In Ghana i processi e le condizioni dei carcerati sono al limite del deplorevole. È all’ordine del giorno l’incatenamento delle persone con disabilità psichica. Le persone Lgbti affrontano discriminazioni, violenze e vessazioni da parte della polizia. In Ghana, circa un milione di persone lavorano nell’estrazione dell’oro e spesso le comunità che abitano in prossimità dei siti minerari vivono sotto esposizione diretta al mercurio. La pratica dei matrimoni precoci non è stata del tutto eliminata. Decine di prigionieri del braccio della morte, compresi alcuni con disabilità psicointellettiva certificata, hanno dovuto affrontare condizioni carcerarie deplorevoli, caratterizzate da sovraffollamento e da mancanza di assistenza medica. Molti prigionieri del braccio della morte hanno riferito di non avere ricevuto un’adeguata assistenza legale durante i loro processi.
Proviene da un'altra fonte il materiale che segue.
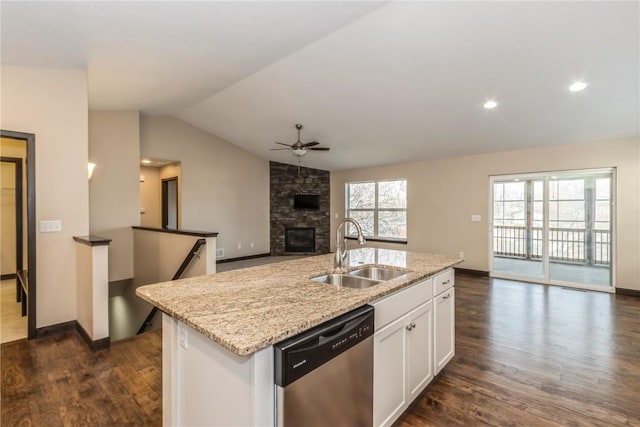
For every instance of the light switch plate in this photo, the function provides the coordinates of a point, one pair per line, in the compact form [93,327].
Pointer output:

L’accesso alla giustizia è rimasto limitato, soprattutto per le persone a basso reddito o appartenenti alle fasce emarginate della popolazione. L’incatenamento di persone con disabilità psichica continuava a essere una prassi abitualmente utilizzata, in particolare nei “campi di preghiera”, dislocati sul territorio nazionale. Tale pratica consisteva nel legare la persona con strumenti di contenzione, come catene o corde, confinandola all’interno di uno spazio chiuso a chiave, come una stanza, un capanno o una gabbia. Le relazioni sessuali consenzienti tra uomini sono rimaste reato. Le persone Lgbti continuano a essere vittime di episodi di ves­sazione da parte della polizia, oltre che di discriminazione, violenza e ricatti all’interno della comunità.

Senegal

I diritti alla libertà di riunione pacifica e d’espressione sono limitati. Le condizioni all’interno delle carceri sono rimaste dure. Minori sono stati costretti a mendicare per le strade. Non sono state intraprese iniziative per affrontare l’impunità per le violazioni dei diritti umani. Le autorità hanno vietato lo svolgimento di manifestazioni pacifiche e arrestato dimostranti, in particolare nel periodo che ha preceduto le elezioni di luglio. Giornalisti, artisti, utenti dei social network e altri che avevano espresso il loro dissenso sono stati arbitrariamente arrestati. Gli istituti di pena del paese sono rimasti caratterizzati da sovraffollamento e dure condizioni di detenzione. Almeno quattro persone sono morte in custodia, comprese due che si ritiene si siano tolte la vita impiccandosi. Il codice penale continuava a considerare reato le relazioni omosessuali tra adulti consenzienti. Le persone Lgbti hanno dovuto affrontare discriminazioni, in particolare nell’accesso ai servizi sanitari e alla giustizia. Il Comitato delle Nazioni Unite sulle sparizioni forzate ha pubblicato le sue osservazioni conclusive sul Senegal. Ha raccomandato che il codice penale e le procedure investigative venissero messe in linea con la Convenzione internazionale per la protezione di tutte le persone dalla sparizione forzata e che il mandato del comitato senegalese sui diritti umani venisse rafforzato secondo i Princìpi relativi allo status delle istituzioni nazionali sui diritti umani.